Wherobots' integration with Databricks Unity Catalog supports the following workflows:

| Read Source (Unity Catalog) | Write Destination                            | Required Databricks Authentication                                           | Documentation                                                                                 |
| :-------------------------- | :------------------------------------------- | :--------------------------------------------------------------------------- | :-------------------------------------------------------------------------------------------- |
| Managed **Delta** Table     | Wherobots-Managed Catalog                    | Personal Access Token (PAT) (assigned to an individual or Service Principal) | [Workflow Configuration](/get-started/initial-storage/connect-to-unity-catalog/#__tabbed_3_1) |
| Managed **Delta** Table     | External **Delta** Table (in Unity Catalog)  | Personal Access Token (PAT) (assigned to an individual or Service Principal) | [Workflow Configuration](/get-started/initial-storage/connect-to-unity-catalog/#__tabbed_3_2) |
| Managed **Iceberg** Table   | Wherobots-Managed Catalog                    | **Service Principal** with OAuth                                             | [Workflow Configuration](/get-started/initial-storage/connect-to-unity-catalog/#__tabbed_4_1) |
| Managed **Iceberg** Table   | Managed **Iceberg** Table (in Unity Catalog) | **Service Principal** with OAuth                                             | [Workflow Configuration](/get-started/initial-storage/connect-to-unity-catalog/#__tabbed_4_2) |

## Setup and configuration

### Before you start

Before you can use this feature, make sure you have the following:

* A Wherobots **Account** within a Professional or Enterprise Edition Organization. Your Account needs to be assigned an **Admin** role to create a Connection.
* A **pre-existing Managed Delta or Managed Iceberg table** within the Databricks platform.
* A **pre-existing Unity Catalog** in Databricks.
* The necessary permissions in Databricks, [as described below](#databricks-permissions).

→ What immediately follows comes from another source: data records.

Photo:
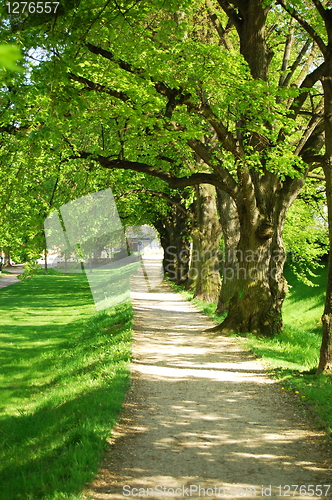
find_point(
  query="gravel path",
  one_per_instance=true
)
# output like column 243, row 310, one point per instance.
column 203, row 420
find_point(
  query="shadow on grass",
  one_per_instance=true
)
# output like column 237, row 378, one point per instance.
column 64, row 375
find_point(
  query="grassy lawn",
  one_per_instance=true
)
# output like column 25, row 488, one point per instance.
column 64, row 374
column 293, row 355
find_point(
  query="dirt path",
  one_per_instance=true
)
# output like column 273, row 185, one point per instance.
column 203, row 420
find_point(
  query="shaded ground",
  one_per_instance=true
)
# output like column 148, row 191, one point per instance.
column 203, row 420
column 10, row 279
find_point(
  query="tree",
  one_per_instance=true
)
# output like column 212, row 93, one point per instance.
column 320, row 31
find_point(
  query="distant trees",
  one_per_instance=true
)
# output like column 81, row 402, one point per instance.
column 219, row 93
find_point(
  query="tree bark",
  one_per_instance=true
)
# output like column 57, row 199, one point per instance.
column 259, row 286
column 231, row 234
column 204, row 272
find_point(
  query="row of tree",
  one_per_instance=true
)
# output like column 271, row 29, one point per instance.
column 207, row 118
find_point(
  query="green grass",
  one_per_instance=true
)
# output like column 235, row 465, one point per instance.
column 293, row 355
column 64, row 374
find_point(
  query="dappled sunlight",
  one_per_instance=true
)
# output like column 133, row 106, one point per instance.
column 202, row 413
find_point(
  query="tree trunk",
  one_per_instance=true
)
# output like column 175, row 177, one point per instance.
column 7, row 258
column 174, row 238
column 204, row 272
column 231, row 234
column 259, row 285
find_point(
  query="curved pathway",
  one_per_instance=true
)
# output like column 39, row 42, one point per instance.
column 203, row 420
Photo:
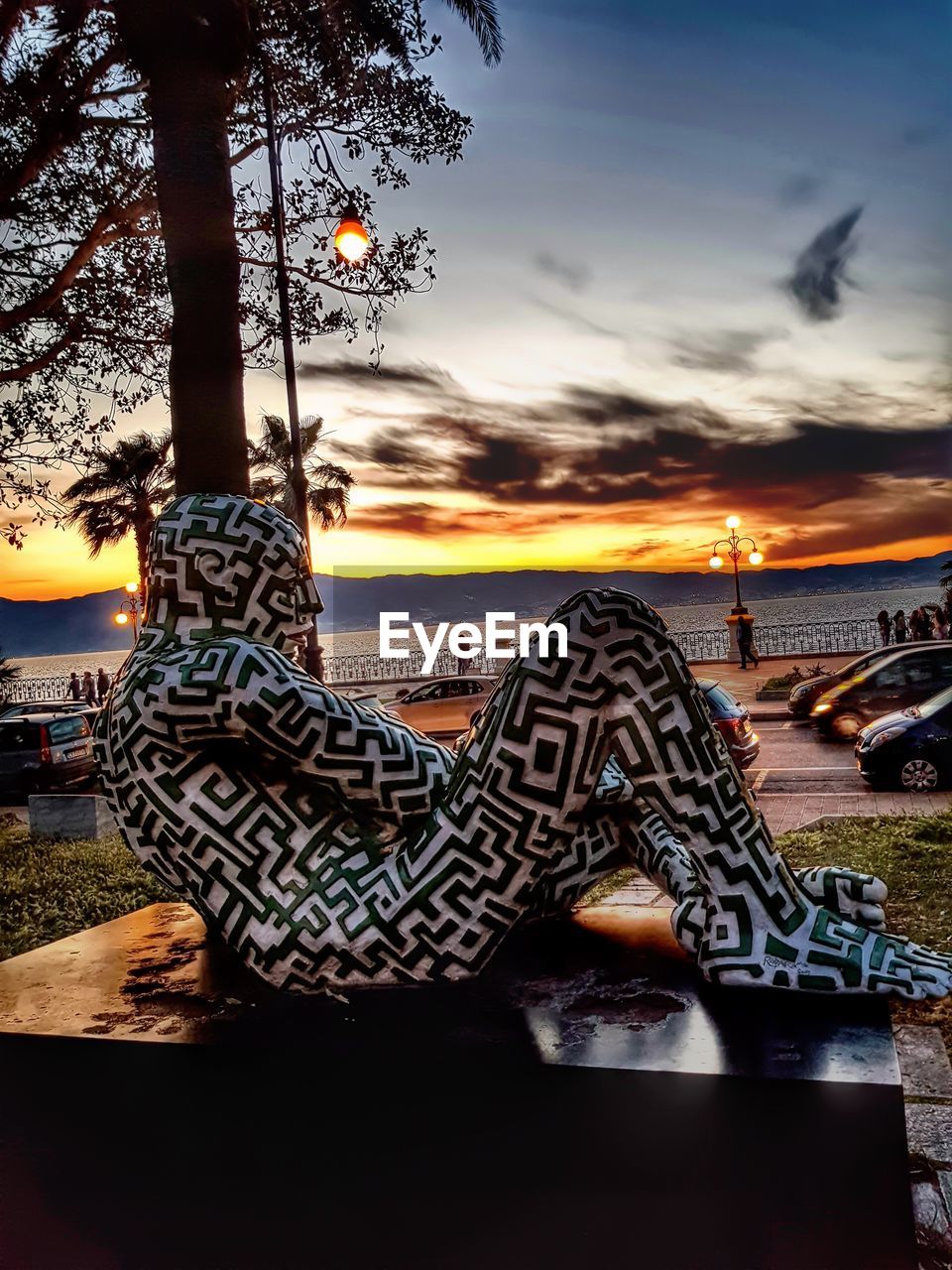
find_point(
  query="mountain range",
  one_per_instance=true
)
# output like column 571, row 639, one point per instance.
column 41, row 627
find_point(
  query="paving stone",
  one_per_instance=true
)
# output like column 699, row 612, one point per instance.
column 923, row 1062
column 929, row 1130
column 70, row 816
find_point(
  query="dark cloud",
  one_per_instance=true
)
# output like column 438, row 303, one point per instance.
column 590, row 447
column 728, row 352
column 570, row 275
column 884, row 512
column 576, row 320
column 345, row 371
column 798, row 190
column 819, row 272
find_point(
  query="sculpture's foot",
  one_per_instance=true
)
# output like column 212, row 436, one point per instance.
column 860, row 897
column 826, row 952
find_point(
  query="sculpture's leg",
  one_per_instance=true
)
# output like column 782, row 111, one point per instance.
column 662, row 857
column 761, row 928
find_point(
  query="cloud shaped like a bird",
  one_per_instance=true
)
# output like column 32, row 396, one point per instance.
column 820, row 271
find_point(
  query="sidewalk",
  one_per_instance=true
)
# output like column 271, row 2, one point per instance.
column 744, row 684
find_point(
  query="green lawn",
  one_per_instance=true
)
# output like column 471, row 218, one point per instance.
column 51, row 889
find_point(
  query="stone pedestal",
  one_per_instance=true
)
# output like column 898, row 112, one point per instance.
column 731, row 620
column 70, row 816
column 581, row 1102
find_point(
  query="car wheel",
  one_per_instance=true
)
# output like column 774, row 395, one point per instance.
column 919, row 776
column 846, row 726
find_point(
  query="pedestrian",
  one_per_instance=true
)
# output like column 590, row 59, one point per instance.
column 919, row 624
column 746, row 642
column 884, row 622
column 102, row 685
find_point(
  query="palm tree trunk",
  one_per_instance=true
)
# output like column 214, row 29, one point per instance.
column 186, row 49
column 143, row 529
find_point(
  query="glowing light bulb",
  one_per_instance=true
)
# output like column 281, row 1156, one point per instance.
column 350, row 238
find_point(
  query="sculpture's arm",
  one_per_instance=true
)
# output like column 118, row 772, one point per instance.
column 250, row 691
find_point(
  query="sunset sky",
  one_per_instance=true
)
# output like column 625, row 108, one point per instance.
column 696, row 261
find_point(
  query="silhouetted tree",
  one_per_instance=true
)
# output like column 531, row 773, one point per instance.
column 137, row 226
column 327, row 484
column 119, row 494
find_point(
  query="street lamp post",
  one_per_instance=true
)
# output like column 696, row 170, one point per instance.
column 130, row 610
column 735, row 552
column 735, row 549
column 350, row 240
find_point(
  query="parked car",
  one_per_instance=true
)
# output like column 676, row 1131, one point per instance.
column 445, row 705
column 909, row 748
column 42, row 752
column 24, row 707
column 905, row 679
column 803, row 695
column 733, row 721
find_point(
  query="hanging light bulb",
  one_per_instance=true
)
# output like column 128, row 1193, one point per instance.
column 350, row 238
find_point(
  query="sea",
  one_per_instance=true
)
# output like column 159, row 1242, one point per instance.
column 843, row 606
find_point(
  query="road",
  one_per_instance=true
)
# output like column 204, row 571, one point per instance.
column 794, row 761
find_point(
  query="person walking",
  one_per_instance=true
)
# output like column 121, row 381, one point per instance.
column 746, row 642
column 885, row 624
column 102, row 685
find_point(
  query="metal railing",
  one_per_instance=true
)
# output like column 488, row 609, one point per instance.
column 793, row 639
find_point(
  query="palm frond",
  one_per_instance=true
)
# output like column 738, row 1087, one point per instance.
column 483, row 18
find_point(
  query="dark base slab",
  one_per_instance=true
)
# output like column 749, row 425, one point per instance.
column 580, row 1102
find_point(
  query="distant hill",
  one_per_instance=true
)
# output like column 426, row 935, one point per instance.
column 40, row 627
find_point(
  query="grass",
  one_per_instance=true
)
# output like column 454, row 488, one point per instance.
column 50, row 889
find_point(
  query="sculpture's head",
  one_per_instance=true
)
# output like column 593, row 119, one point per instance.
column 220, row 564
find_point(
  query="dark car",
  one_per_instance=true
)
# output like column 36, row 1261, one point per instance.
column 906, row 679
column 733, row 721
column 803, row 695
column 910, row 748
column 44, row 752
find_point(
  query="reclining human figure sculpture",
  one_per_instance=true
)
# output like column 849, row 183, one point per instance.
column 331, row 846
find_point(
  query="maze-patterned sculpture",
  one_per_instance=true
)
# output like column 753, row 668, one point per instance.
column 333, row 846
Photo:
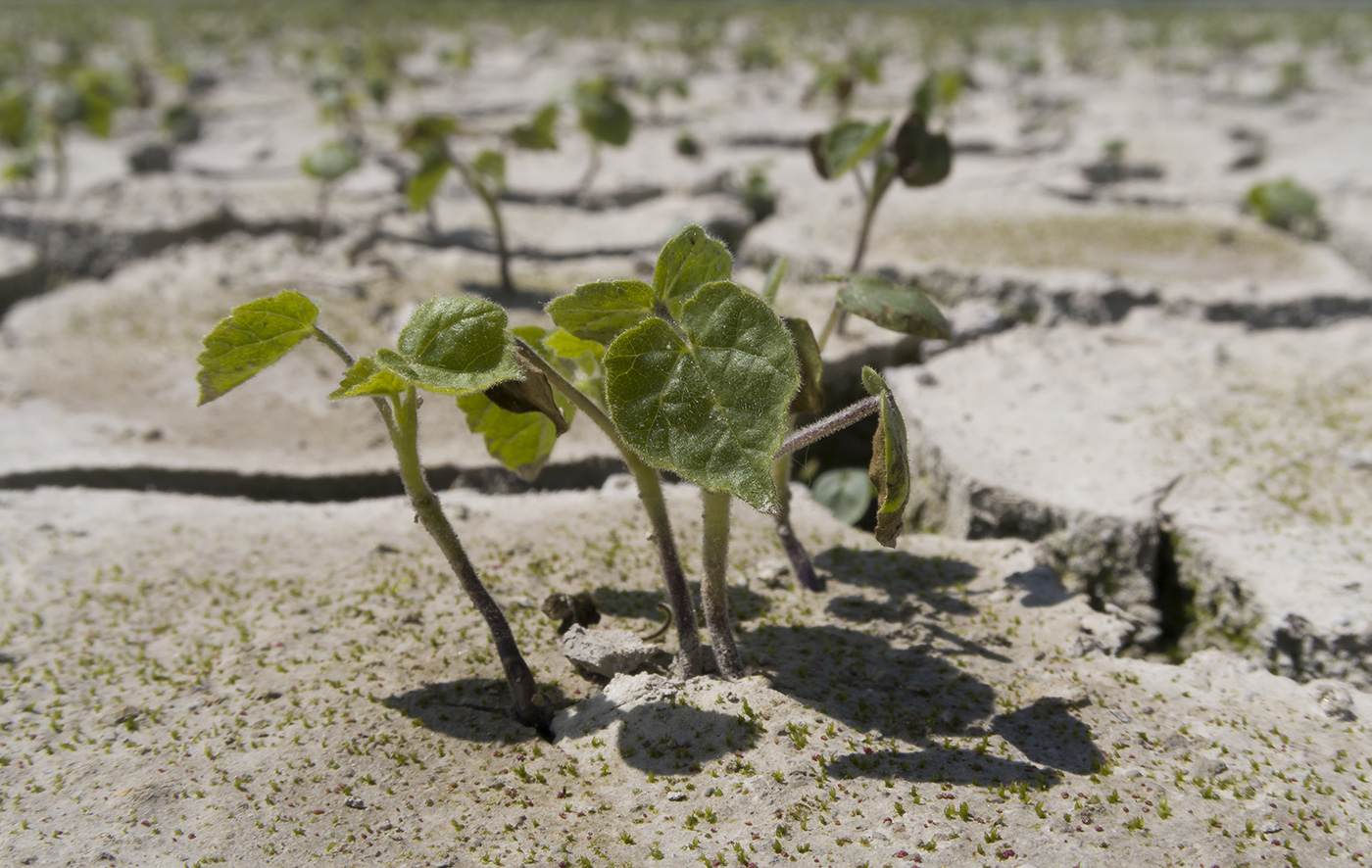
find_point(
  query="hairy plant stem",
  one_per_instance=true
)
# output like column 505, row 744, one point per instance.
column 651, row 495
column 401, row 417
column 800, row 562
column 713, row 589
column 871, row 199
column 827, row 425
column 490, row 201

### Creating the Connection

#### Databricks permissions

The permissions you need depend on your read/write workflow.

<Tabs>
  <Tab title="Writing to Wherobots">
    * **If you're reading from a Managed Delta Table and writing to a Wherobots-managed Catalog**:

      * Create a **Personal Access Token (PAT)**.

          <Tip>
            **Best practice: Use a Databricks Service Principal**

            To mitigate security concerns, you should adhere to the principle of least privilege by attaching the PAT to a Databricks service principal instead of an individual user and granting it only the minimum permissions required.
          </Tip>

      * The following permissions are required:

        | Permission    | Granted On (Object Type)        | Target / Scope                                    |
        | :------------ | :------------------------------ | :------------------------------------------------ |
        | `USE CATALOG` | Catalog                         | The catalog containing the **source** Delta table |
        | `USE SCHEMA`  | Schema                          | The schema containing the **source** Delta table  |
        | `SELECT`      | Table                           | The **source** Delta table being read             |
        | `CAN USE`     | Service principal or individual |                                                   |

      * **If you're reading from a Managed Iceberg Table and writing to a Wherobots-managed Catalog**:
        * Use a **Service Principal with OAuth**. For more information, see [Authorize service principal access to Databricks with OAuth](https://docs.databricks.com/aws/en/dev-tools/auth/oauth-m2m) in the Official Databricks Documentation.
        * Record the `<uc-catalog-name>`, `<workspace-url>`, `<oauth_client_id>`, and `<oauth_client_secret>` for the Wherobots UI.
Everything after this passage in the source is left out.